The Sensitivity Filter Casts a Wide Net
Strata's env var collector masks values for keys containing SECRET, PASSWORD, TOKEN, KEY, CREDENTIAL, or PRIVATE. The substring match on KEY means KEYBOARD_LAYOUT, KEYRING_BACKEND, and XAUTHORITY_KEY all get masked. This is arguably correct — better to over-mask than to leak a credential — but it produces noisy diffs when non-sensitive KEY-containing variables change. A smarter approach would be suffix matching (_KEY, _SECRET) rather than substring matching.
What I'd Do Differently
Derive CLI choices from the registry. The COLLECTOR_NAMES bug was entirely preventable. If the CLI had done [cls.name for cls in ALL_COLLECTORS], the list would always be correct.
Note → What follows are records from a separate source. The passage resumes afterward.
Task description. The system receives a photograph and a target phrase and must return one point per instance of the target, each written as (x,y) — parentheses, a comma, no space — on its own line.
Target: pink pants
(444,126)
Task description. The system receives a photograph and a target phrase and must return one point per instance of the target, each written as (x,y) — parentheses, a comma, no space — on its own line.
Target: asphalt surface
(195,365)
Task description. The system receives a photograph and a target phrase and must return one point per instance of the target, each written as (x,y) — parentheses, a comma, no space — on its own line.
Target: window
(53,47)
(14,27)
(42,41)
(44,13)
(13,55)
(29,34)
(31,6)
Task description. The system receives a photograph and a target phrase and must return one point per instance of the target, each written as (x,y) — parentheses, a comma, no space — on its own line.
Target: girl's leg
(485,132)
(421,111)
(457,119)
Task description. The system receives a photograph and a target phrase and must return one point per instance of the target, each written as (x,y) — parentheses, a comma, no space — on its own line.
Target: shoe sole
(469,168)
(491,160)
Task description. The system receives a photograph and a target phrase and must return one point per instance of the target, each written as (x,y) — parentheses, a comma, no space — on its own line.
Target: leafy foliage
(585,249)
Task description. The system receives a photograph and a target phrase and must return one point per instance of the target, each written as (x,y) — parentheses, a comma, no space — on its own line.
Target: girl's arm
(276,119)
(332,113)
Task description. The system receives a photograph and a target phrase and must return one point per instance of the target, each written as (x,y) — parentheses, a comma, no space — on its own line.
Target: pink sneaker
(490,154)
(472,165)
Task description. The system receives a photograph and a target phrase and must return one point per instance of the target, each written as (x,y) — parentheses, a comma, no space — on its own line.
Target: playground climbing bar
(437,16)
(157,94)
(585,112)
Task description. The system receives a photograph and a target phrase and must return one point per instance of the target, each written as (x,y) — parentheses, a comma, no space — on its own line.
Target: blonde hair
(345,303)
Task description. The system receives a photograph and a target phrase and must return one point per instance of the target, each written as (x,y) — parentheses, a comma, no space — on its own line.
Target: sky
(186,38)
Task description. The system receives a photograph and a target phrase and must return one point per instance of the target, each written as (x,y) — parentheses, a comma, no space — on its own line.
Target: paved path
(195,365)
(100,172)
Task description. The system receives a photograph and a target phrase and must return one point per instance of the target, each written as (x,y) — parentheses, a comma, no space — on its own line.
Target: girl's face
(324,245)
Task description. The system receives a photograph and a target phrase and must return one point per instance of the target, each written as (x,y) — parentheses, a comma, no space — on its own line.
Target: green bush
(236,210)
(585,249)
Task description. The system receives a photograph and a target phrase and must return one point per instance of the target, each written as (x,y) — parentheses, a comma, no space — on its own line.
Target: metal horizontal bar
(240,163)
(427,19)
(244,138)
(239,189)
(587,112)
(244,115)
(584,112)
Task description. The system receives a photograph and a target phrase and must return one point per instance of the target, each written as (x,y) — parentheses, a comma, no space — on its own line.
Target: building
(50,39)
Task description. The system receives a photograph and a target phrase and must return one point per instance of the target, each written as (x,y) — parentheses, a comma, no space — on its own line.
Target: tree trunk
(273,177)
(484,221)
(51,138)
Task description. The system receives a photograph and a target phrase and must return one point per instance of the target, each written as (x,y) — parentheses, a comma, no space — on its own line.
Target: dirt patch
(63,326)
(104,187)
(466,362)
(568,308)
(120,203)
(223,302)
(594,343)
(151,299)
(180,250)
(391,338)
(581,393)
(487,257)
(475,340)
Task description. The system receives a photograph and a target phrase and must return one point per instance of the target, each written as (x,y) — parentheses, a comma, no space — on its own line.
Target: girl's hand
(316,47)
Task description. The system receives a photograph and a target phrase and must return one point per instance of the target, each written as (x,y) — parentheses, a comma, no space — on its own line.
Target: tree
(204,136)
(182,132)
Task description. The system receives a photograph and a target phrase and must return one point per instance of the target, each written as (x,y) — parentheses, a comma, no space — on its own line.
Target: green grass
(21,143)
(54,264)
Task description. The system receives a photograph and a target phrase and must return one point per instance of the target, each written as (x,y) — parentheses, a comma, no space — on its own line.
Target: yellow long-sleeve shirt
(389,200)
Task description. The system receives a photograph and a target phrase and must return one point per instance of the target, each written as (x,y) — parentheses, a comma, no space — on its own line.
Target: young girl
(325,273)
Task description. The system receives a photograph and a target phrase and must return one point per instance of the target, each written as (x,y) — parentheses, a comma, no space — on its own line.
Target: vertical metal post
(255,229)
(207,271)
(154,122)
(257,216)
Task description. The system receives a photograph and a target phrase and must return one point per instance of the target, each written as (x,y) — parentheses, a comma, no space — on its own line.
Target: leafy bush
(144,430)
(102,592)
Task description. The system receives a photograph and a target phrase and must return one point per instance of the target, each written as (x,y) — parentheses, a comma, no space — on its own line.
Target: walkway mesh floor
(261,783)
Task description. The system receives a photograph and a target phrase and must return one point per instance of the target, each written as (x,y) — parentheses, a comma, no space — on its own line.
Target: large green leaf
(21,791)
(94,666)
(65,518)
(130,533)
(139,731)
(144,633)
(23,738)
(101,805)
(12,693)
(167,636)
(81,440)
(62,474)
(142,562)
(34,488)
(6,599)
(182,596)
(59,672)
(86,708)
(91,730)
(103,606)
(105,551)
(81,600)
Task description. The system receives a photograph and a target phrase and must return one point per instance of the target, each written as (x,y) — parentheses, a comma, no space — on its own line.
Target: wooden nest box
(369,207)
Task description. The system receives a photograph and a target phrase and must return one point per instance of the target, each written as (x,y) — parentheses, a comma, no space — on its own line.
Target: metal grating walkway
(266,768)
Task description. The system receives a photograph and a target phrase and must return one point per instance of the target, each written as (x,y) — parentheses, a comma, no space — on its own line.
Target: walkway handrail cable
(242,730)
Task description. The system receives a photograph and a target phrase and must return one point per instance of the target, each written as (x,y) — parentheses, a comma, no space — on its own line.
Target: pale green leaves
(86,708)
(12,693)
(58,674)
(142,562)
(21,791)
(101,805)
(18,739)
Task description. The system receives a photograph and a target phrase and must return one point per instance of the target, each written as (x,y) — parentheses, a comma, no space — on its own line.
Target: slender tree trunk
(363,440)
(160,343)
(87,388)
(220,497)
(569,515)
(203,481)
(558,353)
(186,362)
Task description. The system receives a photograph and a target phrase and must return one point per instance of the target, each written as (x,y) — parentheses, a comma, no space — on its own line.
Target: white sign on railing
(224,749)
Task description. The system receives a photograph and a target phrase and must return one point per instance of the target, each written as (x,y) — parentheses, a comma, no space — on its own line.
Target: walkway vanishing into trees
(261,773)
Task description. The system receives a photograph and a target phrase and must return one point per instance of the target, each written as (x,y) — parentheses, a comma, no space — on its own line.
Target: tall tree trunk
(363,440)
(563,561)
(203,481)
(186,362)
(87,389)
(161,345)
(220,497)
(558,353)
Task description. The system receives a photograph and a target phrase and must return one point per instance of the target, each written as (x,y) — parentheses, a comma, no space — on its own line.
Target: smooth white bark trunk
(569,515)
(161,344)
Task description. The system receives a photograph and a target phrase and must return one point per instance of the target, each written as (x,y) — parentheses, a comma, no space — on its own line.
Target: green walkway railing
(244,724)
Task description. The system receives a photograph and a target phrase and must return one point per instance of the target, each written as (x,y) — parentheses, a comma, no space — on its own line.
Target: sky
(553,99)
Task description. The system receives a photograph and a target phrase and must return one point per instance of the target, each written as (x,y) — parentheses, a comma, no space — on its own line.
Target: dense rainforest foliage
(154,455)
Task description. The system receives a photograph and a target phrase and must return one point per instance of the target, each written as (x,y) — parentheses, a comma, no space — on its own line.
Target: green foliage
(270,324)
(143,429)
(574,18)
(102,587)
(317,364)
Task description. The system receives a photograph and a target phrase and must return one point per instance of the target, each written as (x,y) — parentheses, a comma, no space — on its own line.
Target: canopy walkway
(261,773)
Hardcoded lists that mirror dynamic registries are a maintenance hazard.
Test the blob store under concurrency. The .tmp race condition is the kind of bug that only shows up in production. A simple test with concurrent.futures.ThreadPoolExecutor storing the same blob from 10 threads would have caught it immediately.
Store blob sizes in the tree. The getattr performance issue is a fundamental design problem, not a bug. The tree should map path -> (hash, size) instead of path -> hash. This would make stat calls O(1) instead of O(filesize) and is a prerequisite for FUSE mode being usable on any non-trivial project.
Use fnmatch instead of hand-rolled glob matching. Python's standard library has fnmatch.fnmatch. My hand-rolled version had a bug on the first try. The stdlib version wouldn't have.
Three bugs fixed, two design issues identified, one blog post written. The total time from "I should review this code" to "done" was about two hours. The bugs were all in code I wrote myself, within the last month. Code review works even — especially — on your own code, if you approach it with fresh eyes and a willingness to be embarrassed.